Reason: Coaching is all about change: either something in your behavior or your management style is preventing you from moving up or assuming more responsibilities, yet you’ve done OK till now. You are not seeing the result you seek hence the reason I am coaching you. After we agree on some objectives and the change you seek, we explore together how to adopt and embrace this change.
Pretty simple concept right? It gets a little more complicated when I identify a discrepancy between how YOU see yourself and how your stakeholders see you.
Let me give you an example. I was working with a senior manager that wanted to improve some areas but my intuition also told me he had to improve his project planning skills.
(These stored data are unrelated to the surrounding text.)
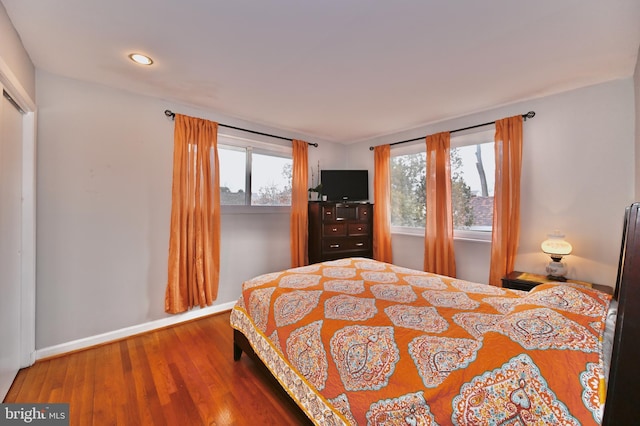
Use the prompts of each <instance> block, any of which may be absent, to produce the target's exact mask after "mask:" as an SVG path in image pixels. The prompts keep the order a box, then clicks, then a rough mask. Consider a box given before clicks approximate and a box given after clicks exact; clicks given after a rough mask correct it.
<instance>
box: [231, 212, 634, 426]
mask: <svg viewBox="0 0 640 426" xmlns="http://www.w3.org/2000/svg"><path fill="white" fill-rule="evenodd" d="M613 299H615V300H617V301H618V314H617V319H616V329H615V335H614V342H613V351H612V354H611V368H610V370H609V381H608V386H607V395H606V402H605V407H604V414H603V420H602V424H603V425H604V426H616V425H630V424H636V423H637V420H638V419H640V404H638V403H637V401H638V399H640V386H638V381H639V380H640V362H638V353H640V203H635V204H633V205H631V206H630V207H629V208H627V210H626V212H625V217H624V226H623V235H622V247H621V252H620V259H619V264H618V277H617V279H616V287H615V290H614V293H613ZM243 351H244V352H245V353H247V354H249V355H250V356H251V355H252V354H253V349H252V348H251V345H250V344H249V342H248V340H247V339H246V338H245V336H244V335H242V333H240V332H234V359H236V360H239V359H240V356H241V355H242V352H243ZM252 358H253V359H255V360H259V357H258V356H257V355H255V354H253V356H252ZM258 363H260V364H261V363H262V362H261V361H258ZM265 368H266V367H265ZM559 368H561V366H559Z"/></svg>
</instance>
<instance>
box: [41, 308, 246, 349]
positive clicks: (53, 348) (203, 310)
mask: <svg viewBox="0 0 640 426" xmlns="http://www.w3.org/2000/svg"><path fill="white" fill-rule="evenodd" d="M235 304H236V302H228V303H222V304H220V305H215V306H209V307H206V308H202V309H197V310H193V311H188V312H185V313H183V314H178V315H173V316H171V317H167V318H162V319H159V320H155V321H150V322H147V323H144V324H138V325H134V326H131V327H126V328H121V329H119V330H114V331H110V332H108V333H103V334H97V335H95V336H91V337H85V338H83V339H78V340H73V341H71V342H66V343H61V344H59V345H55V346H49V347H47V348H42V349H37V350H36V356H35V359H36V360H38V359H44V358H49V357H52V356H56V355H62V354H65V353H67V352H73V351H77V350H80V349H85V348H88V347H91V346H96V345H100V344H103V343H108V342H112V341H115V340H119V339H123V338H125V337H129V336H133V335H135V334H140V333H145V332H147V331H152V330H155V329H158V328H162V327H167V326H171V325H176V324H180V323H182V322H185V321H190V320H193V319H197V318H200V317H205V316H208V315H211V314H216V313H218V312H223V311H228V310H230V309H232V308H233V306H234V305H235Z"/></svg>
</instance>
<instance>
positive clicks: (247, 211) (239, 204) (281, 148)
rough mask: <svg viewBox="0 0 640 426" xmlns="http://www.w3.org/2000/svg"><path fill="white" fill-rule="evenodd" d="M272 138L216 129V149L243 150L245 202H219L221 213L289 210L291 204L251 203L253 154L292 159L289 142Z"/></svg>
mask: <svg viewBox="0 0 640 426" xmlns="http://www.w3.org/2000/svg"><path fill="white" fill-rule="evenodd" d="M272 139H273V138H270V137H268V136H264V137H263V136H261V135H256V136H255V137H252V138H247V137H246V136H242V135H239V134H236V133H235V132H234V131H228V132H227V131H225V132H220V131H218V149H220V148H221V147H224V149H232V150H233V149H237V150H238V151H244V152H245V188H244V191H245V204H236V205H228V204H221V205H220V209H221V213H222V214H223V215H226V214H229V215H233V214H256V213H259V214H264V213H289V212H290V210H291V205H286V206H264V205H252V204H251V191H250V188H251V178H252V176H251V171H252V161H253V154H261V155H269V156H273V157H281V158H288V159H291V160H293V147H292V146H291V144H290V143H289V144H286V142H284V143H283V142H282V141H274V140H272ZM285 144H286V145H285ZM247 154H249V155H247Z"/></svg>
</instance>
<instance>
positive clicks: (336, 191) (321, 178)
mask: <svg viewBox="0 0 640 426" xmlns="http://www.w3.org/2000/svg"><path fill="white" fill-rule="evenodd" d="M320 182H321V183H322V195H326V196H327V201H368V200H369V172H368V170H321V171H320Z"/></svg>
When I probed him about this he reassured me that this was not a problem – in fact he had project management training and background.
When I met his stakeholders, the majority of them told me that the senior manager’s project management skills were getting him in trouble and at times, the ‘wheels would fall off the cart’ days before the project was supposed to be finished.
This is a common tale.
Feedback more specifically from stakeholders according to Marshall Goldsmith an expert in Coaching and Leadership, is critical and ‘If we’re lucky every once in a while something or someone comes along who open our eyes to your faults – and helps us strip away a delusion or two about ourselves’.
He also adds:
- ‘It is a whole lot easier to see our problems in others than it is to see them in ourselves.
- Even though we may be able to deny our problems ourselves they may be very obvious to the people who are observing us’.
Add to this that when you are fully engaged in resolving an issue you could potentially be so involved in the issue at hand that you can’t possibly see your behavior.
Feedback from peers and stakeholders are fundamental in identifying how well you are tracking with your aspired change. You will improve not based on what you think or what the coach thinks but how your change is perceived by the real judges – your stakeholders.
Great leaders know that they have to continuously improve and embrace change. Getting feedback from your stakeholders is one way to ensuring that you improve and change!